Been thinking about the scenes that…
…make up our lives, some more memorable than others. Most mundane, maybe tear-stained, stuffed with love, serendipity, joy.
When there’s no topic (or person) I wanna set alight with words, I love describing my life’s scenes with an almost savant-like scrutiny.
My 16-year-old flirts with the first bars of Human Nature on new keys and catapults me back to my teens too. Complex hip hop rhymes thrill from my firstborn, the DNA strong!
I meet a student from Mongolia who sells me her red tux blazer. ‘I got too fat for it,’ she smiles and pockets my $50 bill.
Sipping a ‘sacred’ latte with my mentor, her words feel like a classy collision of logic and divinity.
Shameless clickbait about a comedy icon pal I adore, prompts me to call her.
I drop five bucks on an ice block, a shard of lime shocks me, mid-suck. Organic to its core. Clearly.

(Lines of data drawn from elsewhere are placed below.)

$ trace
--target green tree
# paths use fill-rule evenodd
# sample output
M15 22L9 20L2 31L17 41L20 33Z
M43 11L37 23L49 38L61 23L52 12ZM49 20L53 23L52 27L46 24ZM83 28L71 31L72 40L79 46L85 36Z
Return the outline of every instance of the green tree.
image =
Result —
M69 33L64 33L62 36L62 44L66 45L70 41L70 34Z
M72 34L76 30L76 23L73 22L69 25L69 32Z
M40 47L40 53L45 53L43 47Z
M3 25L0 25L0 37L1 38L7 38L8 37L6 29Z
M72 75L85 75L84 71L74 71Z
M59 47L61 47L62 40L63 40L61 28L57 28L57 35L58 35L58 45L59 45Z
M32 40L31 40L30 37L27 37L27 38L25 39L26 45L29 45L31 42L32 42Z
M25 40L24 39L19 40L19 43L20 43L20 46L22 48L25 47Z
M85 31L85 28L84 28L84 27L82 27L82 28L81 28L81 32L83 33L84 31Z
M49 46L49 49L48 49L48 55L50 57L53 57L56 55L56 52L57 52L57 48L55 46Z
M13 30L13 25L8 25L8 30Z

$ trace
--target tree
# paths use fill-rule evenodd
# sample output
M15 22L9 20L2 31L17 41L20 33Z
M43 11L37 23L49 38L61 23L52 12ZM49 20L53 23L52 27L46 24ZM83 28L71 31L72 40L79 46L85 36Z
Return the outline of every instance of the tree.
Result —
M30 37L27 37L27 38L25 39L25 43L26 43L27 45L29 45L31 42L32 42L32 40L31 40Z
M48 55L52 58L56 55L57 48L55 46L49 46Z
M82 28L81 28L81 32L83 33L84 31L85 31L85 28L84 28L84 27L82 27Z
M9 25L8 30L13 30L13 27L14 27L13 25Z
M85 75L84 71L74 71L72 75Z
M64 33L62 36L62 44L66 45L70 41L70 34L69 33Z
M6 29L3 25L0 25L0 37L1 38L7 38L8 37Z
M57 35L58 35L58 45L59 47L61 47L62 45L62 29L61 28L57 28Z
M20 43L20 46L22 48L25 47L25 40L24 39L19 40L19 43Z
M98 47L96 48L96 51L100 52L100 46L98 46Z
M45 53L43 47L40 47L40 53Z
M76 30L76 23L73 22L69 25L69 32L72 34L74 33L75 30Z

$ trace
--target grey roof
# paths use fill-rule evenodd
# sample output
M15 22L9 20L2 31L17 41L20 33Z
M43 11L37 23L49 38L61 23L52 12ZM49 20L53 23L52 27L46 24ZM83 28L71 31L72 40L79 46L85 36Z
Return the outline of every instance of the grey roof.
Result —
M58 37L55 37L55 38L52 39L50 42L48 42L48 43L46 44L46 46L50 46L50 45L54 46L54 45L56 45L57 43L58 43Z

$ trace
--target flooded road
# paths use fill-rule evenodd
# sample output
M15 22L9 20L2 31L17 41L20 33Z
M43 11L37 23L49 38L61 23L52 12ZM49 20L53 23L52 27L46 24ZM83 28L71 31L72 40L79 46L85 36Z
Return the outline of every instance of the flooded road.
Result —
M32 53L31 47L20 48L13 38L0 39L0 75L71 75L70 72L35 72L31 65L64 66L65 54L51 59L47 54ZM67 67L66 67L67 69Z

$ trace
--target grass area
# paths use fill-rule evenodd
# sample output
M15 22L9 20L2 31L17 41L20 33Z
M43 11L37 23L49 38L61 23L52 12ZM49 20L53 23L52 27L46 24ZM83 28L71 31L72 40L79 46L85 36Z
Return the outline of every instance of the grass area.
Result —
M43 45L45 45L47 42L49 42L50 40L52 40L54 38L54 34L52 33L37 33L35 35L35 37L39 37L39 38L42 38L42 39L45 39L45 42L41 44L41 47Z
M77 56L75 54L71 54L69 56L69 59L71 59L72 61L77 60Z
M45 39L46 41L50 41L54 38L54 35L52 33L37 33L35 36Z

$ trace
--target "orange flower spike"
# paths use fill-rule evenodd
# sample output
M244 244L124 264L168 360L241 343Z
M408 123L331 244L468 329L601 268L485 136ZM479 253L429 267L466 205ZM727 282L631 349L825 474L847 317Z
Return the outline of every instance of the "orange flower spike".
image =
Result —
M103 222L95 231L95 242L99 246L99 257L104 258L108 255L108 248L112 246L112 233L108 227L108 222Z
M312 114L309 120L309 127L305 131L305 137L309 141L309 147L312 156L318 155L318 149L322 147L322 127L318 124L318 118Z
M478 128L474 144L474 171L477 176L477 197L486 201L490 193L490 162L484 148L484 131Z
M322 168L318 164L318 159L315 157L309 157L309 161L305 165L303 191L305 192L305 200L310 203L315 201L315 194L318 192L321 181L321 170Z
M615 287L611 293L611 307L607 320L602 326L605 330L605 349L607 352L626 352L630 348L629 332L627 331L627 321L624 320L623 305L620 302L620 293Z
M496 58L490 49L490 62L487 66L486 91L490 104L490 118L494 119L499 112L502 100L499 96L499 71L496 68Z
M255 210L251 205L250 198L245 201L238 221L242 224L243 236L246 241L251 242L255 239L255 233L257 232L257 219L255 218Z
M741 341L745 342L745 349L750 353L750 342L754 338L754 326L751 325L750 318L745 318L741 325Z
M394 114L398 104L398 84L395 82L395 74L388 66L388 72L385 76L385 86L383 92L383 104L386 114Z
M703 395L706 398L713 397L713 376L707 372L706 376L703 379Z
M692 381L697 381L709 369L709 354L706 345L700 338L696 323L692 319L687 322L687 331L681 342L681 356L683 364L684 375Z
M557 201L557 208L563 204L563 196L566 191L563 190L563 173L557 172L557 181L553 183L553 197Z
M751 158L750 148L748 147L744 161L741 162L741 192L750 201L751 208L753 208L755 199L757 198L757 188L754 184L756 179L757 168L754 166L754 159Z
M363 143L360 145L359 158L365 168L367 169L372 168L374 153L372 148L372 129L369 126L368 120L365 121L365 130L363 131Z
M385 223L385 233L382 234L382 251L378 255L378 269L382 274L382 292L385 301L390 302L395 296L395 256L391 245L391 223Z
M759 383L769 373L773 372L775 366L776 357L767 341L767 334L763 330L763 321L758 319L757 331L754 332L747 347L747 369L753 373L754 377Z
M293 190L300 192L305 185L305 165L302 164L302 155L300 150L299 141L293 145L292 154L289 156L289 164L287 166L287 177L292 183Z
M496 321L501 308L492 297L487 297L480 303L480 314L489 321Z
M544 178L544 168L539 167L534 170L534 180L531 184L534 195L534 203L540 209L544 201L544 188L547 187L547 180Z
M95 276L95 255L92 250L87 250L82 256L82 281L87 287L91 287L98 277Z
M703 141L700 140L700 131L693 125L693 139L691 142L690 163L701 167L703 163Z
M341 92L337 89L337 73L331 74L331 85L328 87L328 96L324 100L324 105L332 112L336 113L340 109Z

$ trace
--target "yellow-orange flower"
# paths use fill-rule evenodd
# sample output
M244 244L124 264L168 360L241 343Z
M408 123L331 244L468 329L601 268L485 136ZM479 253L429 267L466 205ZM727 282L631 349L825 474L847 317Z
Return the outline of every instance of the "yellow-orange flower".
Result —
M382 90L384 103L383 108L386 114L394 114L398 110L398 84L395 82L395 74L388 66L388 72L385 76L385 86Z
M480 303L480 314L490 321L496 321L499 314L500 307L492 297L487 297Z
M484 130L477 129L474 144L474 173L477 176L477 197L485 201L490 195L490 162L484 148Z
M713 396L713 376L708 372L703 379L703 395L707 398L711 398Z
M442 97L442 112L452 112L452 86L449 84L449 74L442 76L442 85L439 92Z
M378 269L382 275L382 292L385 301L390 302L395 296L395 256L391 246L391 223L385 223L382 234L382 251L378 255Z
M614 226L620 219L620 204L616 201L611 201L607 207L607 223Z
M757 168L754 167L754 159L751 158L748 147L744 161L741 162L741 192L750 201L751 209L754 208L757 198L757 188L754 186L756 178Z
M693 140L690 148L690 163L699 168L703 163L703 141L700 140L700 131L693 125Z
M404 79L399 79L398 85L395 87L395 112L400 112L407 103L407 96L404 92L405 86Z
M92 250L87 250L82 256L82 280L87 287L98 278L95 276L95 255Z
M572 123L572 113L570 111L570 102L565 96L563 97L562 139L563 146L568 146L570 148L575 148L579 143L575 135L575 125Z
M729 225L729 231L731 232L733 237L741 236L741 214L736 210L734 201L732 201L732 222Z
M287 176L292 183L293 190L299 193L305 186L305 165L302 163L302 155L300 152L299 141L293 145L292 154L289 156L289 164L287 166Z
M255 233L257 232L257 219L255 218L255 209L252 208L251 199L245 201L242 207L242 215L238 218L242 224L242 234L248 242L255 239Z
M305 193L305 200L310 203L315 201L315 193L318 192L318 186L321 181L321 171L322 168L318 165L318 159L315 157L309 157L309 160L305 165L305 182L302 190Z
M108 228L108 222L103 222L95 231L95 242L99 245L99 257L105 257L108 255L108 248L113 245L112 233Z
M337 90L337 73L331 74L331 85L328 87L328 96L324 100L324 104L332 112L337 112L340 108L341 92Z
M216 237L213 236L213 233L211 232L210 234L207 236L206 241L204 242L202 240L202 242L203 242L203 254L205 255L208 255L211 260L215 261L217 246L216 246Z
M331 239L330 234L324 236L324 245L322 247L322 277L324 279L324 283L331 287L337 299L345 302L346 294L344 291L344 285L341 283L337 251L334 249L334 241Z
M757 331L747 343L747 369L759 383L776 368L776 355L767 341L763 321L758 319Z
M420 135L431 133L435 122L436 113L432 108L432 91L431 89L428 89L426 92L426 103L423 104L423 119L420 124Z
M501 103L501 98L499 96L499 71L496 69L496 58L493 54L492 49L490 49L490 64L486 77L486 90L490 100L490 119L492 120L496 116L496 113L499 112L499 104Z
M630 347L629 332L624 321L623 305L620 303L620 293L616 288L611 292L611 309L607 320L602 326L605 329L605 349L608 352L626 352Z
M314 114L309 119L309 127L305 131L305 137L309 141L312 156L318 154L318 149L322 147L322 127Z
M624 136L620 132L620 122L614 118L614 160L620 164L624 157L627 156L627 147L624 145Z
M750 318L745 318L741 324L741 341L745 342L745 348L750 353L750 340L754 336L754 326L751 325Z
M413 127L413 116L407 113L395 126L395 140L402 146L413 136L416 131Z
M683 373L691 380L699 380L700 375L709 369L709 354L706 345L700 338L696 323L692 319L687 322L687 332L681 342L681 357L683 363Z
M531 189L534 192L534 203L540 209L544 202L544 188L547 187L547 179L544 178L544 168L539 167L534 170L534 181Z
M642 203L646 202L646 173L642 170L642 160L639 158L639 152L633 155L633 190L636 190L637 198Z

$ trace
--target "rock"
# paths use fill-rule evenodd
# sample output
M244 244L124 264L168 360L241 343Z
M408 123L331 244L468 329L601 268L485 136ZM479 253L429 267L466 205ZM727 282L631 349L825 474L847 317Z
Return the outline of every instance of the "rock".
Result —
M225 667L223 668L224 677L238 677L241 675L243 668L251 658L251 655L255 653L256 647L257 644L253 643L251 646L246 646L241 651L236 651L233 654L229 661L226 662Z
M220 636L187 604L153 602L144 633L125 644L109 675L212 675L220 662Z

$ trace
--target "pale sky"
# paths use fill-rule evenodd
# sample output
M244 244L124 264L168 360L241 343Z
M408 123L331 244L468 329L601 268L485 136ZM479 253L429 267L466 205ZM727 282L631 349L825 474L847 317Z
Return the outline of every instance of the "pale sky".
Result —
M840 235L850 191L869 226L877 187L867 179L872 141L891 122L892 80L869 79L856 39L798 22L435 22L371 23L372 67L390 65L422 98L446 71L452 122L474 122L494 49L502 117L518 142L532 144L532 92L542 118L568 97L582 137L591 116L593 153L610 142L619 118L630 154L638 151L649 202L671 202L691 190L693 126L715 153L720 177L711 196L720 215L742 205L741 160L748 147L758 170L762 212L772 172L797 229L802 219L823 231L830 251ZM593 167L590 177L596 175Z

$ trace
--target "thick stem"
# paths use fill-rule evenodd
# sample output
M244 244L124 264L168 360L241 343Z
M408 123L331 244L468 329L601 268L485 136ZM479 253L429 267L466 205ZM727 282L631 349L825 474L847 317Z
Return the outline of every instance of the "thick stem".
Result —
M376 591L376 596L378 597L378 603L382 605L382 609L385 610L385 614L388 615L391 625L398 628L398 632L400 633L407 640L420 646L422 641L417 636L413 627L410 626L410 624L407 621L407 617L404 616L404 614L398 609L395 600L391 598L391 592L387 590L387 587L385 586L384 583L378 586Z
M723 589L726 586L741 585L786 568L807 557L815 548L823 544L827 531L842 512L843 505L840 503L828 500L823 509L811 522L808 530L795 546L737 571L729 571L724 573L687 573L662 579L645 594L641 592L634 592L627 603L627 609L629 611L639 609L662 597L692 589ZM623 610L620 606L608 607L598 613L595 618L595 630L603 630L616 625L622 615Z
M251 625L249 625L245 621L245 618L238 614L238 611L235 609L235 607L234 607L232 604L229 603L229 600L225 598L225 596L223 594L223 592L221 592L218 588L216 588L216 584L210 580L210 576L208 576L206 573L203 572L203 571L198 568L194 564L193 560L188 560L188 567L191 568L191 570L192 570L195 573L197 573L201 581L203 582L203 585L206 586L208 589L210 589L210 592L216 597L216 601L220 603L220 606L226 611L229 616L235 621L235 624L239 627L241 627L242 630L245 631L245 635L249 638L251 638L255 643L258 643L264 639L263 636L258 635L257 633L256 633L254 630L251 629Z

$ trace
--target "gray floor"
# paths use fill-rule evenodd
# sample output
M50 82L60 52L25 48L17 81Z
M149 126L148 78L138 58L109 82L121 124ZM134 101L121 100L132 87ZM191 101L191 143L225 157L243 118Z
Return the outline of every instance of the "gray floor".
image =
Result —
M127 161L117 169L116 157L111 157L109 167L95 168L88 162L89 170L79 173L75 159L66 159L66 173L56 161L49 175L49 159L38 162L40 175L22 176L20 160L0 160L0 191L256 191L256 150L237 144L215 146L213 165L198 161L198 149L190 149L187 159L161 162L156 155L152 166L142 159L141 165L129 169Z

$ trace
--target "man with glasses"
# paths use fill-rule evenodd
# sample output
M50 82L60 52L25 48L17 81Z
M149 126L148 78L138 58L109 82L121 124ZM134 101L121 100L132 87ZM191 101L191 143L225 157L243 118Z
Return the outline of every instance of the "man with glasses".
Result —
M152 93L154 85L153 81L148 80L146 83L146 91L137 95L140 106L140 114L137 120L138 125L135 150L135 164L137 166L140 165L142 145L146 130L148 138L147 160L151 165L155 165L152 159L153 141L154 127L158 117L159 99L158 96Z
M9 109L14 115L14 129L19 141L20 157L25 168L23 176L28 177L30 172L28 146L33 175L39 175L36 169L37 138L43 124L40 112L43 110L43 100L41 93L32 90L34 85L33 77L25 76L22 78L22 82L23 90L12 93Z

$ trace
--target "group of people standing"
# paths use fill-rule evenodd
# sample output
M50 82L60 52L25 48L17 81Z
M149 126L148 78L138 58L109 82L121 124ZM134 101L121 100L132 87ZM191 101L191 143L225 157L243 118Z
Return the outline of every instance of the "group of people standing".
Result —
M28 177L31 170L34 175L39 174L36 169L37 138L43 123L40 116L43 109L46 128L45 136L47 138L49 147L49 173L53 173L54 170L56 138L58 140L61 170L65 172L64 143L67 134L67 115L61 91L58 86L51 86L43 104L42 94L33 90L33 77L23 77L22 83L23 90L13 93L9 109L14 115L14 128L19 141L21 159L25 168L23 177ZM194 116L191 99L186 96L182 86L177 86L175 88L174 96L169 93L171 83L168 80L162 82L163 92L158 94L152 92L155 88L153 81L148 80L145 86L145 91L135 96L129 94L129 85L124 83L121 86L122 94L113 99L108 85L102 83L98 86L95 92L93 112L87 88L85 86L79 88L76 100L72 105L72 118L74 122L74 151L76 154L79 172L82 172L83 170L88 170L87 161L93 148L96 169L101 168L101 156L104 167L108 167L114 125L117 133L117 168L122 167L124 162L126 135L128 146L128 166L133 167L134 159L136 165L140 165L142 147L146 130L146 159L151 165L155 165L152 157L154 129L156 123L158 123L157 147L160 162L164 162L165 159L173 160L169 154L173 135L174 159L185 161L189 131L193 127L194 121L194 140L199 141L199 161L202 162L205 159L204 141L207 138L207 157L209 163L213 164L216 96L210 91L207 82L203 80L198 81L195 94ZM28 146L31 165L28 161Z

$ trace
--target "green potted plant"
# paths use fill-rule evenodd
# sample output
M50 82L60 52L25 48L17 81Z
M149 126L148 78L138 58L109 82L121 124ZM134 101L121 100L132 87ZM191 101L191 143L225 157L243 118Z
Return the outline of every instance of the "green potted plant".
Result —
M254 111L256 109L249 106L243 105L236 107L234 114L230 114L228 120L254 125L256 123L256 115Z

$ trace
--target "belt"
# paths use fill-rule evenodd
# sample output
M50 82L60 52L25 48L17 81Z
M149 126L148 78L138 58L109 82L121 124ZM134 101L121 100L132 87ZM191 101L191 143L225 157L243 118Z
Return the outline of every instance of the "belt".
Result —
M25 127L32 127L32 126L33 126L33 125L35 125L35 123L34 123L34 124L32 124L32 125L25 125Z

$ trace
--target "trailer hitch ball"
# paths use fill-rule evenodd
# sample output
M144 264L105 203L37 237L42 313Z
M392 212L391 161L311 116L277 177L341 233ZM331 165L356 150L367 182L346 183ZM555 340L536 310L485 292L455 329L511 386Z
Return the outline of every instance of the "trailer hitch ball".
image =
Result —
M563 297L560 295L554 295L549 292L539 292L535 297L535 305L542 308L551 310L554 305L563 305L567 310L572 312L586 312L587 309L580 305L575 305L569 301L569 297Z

I’m buoyed by Helen Garner winning the UK’s top nonfiction prize for How to End a Story, her 800-page diary collection.
She warned loved ones if they were in it but, “…other people I didn’t consult…I thought they had it coming.” LOVE. Details like, “…careful about wiping his lips while eating.” pepper the entries. I find such minutiae endlessly fascinating. Maybe because our idiosyncrasies, when wrenched into print, make us less opaque?
Or more human. And that’s enough – just like the most mundane scenes from your life – when you are present for them.